2-2 Display Importance of the Factors

Now, we visualize importance of the Factors by bar-chart. You can see the longer bar figured more important factor. The x-axis indicates importance-proportion of them. Sum of the proportion can be one.

##                 Feature         Gain        Cover   Frequency
##  1:           caregiver 0.3217237839 0.1045417681 0.084848485
##  2:           childWill 0.2616556523 0.1529756631 0.088888889
##  3:         interaction 0.1553694038 0.1890666268 0.101010101
##  4:     socialWorkerRep 0.0655308966 0.0704793535 0.062626263
##  5:                  ID 0.0503301832 0.1011276654 0.276767677
##  6:       supportSystem 0.0385168865 0.0881428593 0.072727273
##  7:         parentMoral 0.0158465131 0.0519858047 0.016161616
##  8:       parentEconomy 0.0134708329 0.0282823373 0.070707071
##  9:            childNum 0.0110963558 0.0200304276 0.044444444
## 10:            careTime 0.0110836183 0.0119224002 0.024242424
## 11:     careEnvironment 0.0102072561 0.0088009807 0.012121212
## 12:       undueBehavior 0.0100726979 0.0601366926 0.014141414
## 13:    currentResidence 0.0092678520 0.0167552879 0.034343434
## 14:      friendlyParent 0.0087021082 0.0136962952 0.020202020
## 15:            childSex 0.0069179862 0.0141437688 0.034343434
## 16:            carePlan 0.0067913664 0.0329968118 0.022222222
## 17:        parentHealth 0.0019311949 0.0021137343 0.004040404
## 18:     parentEducation 0.0008744753 0.0305807560 0.010101010
## 19:   otherRelationship 0.0003176229 0.0012492993 0.002020202
## 20: parentUnderstanding 0.0002933139 0.0009714673 0.004040404

2-3 Predicted the Results I

Data: xgb.preds2 in 111 controls (test.child[, factorForFather] 0) < 27 cases (test.child[, factorForFather] 1). Area under the curve: 0.9923

## XGB Area under the curve 0.9961315

2-4 Predicted the Results II: MLmetrics

We provide 5 indicates to measure the model.

##       y_pred
## y_true  0  1
##      0 47  0
##      1  2 20
## [1] "AUC: 0.996131528046422"
## [1] "Accuracy: 0.971014492753623"
## [1] "F1-score: 0.952380952380952"

3. Look Detailly in Everycase

We can see different think pathes in different cases. The red bar shows a advantage to “MOTHER”, and the blues to “FATHER”. we can see in every case the judge give every factors a wright, them out them together to decide.
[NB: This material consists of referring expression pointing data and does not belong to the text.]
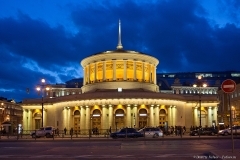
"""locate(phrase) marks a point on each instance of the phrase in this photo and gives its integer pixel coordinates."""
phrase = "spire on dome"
(119, 46)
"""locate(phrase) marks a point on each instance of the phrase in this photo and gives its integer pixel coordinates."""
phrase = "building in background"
(10, 116)
(234, 108)
(120, 88)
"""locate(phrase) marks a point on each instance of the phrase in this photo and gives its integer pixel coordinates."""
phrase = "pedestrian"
(65, 130)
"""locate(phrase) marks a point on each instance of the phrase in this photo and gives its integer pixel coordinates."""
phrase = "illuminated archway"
(142, 118)
(119, 119)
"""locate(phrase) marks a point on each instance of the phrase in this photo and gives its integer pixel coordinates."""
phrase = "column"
(215, 115)
(156, 121)
(114, 70)
(149, 73)
(151, 116)
(170, 116)
(125, 70)
(195, 116)
(104, 71)
(88, 77)
(110, 115)
(31, 127)
(24, 125)
(104, 120)
(84, 75)
(143, 72)
(83, 118)
(135, 118)
(134, 70)
(44, 117)
(154, 75)
(209, 116)
(174, 115)
(87, 117)
(128, 124)
(95, 72)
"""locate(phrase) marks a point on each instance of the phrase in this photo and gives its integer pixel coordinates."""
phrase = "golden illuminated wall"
(130, 71)
(109, 71)
(119, 70)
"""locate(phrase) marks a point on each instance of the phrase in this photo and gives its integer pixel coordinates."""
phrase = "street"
(119, 149)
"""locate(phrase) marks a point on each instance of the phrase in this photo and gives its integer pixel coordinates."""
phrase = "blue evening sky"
(48, 38)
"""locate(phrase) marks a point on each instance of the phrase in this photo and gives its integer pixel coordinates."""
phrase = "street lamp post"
(200, 84)
(41, 88)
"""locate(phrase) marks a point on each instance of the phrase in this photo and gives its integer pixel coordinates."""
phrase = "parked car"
(126, 132)
(204, 131)
(47, 132)
(151, 132)
(227, 131)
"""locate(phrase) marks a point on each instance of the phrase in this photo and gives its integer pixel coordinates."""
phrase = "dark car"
(126, 132)
(204, 131)
(227, 131)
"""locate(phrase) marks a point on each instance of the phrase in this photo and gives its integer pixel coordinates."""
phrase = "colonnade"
(208, 116)
(131, 116)
(121, 70)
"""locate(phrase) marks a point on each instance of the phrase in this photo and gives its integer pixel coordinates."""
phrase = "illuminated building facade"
(10, 115)
(224, 108)
(119, 89)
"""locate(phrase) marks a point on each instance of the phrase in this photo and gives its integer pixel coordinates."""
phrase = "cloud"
(185, 36)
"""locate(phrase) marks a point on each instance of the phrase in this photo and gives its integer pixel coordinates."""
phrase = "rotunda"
(119, 90)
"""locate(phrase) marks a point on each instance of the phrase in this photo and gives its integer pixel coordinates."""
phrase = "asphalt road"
(181, 149)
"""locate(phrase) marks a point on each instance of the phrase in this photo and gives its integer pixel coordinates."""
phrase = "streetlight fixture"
(199, 85)
(42, 88)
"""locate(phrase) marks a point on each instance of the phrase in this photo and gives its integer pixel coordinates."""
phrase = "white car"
(47, 132)
(225, 132)
(151, 132)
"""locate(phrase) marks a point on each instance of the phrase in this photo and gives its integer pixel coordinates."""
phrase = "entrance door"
(142, 121)
(162, 117)
(142, 118)
(119, 119)
(96, 121)
(77, 121)
(37, 123)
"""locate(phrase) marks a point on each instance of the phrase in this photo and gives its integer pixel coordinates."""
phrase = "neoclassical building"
(119, 90)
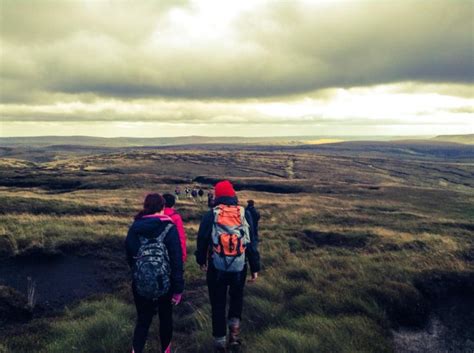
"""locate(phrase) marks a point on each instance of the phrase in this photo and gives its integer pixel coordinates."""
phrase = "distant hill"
(42, 141)
(467, 139)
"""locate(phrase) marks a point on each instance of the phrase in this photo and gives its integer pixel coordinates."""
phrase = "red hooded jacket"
(178, 222)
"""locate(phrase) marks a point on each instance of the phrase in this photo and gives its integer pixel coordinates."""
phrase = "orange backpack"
(230, 237)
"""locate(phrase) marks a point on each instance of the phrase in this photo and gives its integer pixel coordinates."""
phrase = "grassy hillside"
(468, 139)
(353, 246)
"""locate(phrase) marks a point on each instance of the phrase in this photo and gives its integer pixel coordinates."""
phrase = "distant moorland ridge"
(196, 140)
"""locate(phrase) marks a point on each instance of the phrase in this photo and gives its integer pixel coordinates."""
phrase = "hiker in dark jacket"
(255, 215)
(218, 281)
(151, 223)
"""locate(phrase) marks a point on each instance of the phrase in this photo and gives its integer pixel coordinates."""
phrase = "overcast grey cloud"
(260, 62)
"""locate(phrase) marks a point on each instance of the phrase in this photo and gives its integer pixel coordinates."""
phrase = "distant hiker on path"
(177, 220)
(255, 215)
(201, 194)
(154, 254)
(226, 240)
(194, 194)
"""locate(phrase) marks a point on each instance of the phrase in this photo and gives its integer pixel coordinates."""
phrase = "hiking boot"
(219, 345)
(234, 335)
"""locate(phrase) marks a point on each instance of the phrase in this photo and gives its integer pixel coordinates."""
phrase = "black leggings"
(218, 284)
(146, 309)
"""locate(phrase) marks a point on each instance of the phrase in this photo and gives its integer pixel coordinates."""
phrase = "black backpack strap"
(163, 234)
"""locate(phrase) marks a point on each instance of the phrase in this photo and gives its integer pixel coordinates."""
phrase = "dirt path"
(59, 281)
(449, 330)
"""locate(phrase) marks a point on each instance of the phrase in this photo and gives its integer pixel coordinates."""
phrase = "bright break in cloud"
(157, 68)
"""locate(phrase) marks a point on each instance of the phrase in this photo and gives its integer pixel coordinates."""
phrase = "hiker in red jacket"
(177, 220)
(226, 241)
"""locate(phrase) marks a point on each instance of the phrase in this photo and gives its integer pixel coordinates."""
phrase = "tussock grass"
(95, 327)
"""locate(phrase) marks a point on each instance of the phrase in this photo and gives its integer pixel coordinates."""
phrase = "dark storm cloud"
(274, 49)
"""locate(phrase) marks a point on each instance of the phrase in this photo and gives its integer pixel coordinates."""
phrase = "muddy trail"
(57, 281)
(449, 327)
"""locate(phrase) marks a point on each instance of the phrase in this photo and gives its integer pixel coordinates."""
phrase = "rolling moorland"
(366, 246)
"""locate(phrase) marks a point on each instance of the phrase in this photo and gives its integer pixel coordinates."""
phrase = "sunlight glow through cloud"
(247, 67)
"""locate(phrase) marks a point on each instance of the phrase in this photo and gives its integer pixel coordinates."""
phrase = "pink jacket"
(176, 218)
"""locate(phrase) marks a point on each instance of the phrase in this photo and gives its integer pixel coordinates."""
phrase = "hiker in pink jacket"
(170, 200)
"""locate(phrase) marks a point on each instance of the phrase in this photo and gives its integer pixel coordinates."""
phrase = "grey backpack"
(230, 237)
(151, 275)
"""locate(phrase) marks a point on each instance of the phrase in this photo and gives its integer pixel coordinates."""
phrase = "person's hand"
(176, 298)
(254, 277)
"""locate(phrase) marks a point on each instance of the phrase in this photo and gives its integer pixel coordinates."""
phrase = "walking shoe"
(234, 332)
(219, 345)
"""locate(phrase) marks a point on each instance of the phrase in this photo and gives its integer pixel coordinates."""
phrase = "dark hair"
(153, 203)
(170, 200)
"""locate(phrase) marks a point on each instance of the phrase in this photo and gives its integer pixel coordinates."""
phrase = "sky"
(227, 68)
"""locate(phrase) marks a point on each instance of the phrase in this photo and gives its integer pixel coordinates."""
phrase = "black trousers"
(218, 284)
(146, 309)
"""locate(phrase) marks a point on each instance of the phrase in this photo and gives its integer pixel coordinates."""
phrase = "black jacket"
(156, 226)
(255, 218)
(204, 240)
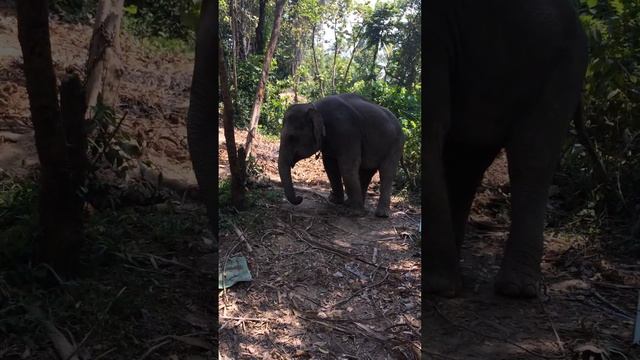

Figure 1. It is a typical “Mother-win” case. The mother have token three main factors, such as “interaction”,“childwill” and “caregiver”. Thought “supportSystem” which often means the richer one, is to the father, finally the mother won. The rest factor could only a few weight in this case.

3-1 Figure 1, A Mother-win Case, 士林地院101,婚,185判決.

3-2 Figure 2. A Father-win Case, 桃園地院102,婚,294判決

Figure 2 provides another situation, “caregiver”,“childwell”,“interaction”,and “social worker report” are all to the father very effectivelly. Almost undoubtable is the father better than the other side to his child in the case. Blue part is far leading than the reds apparently. It means the predict is to father, and also the real result is.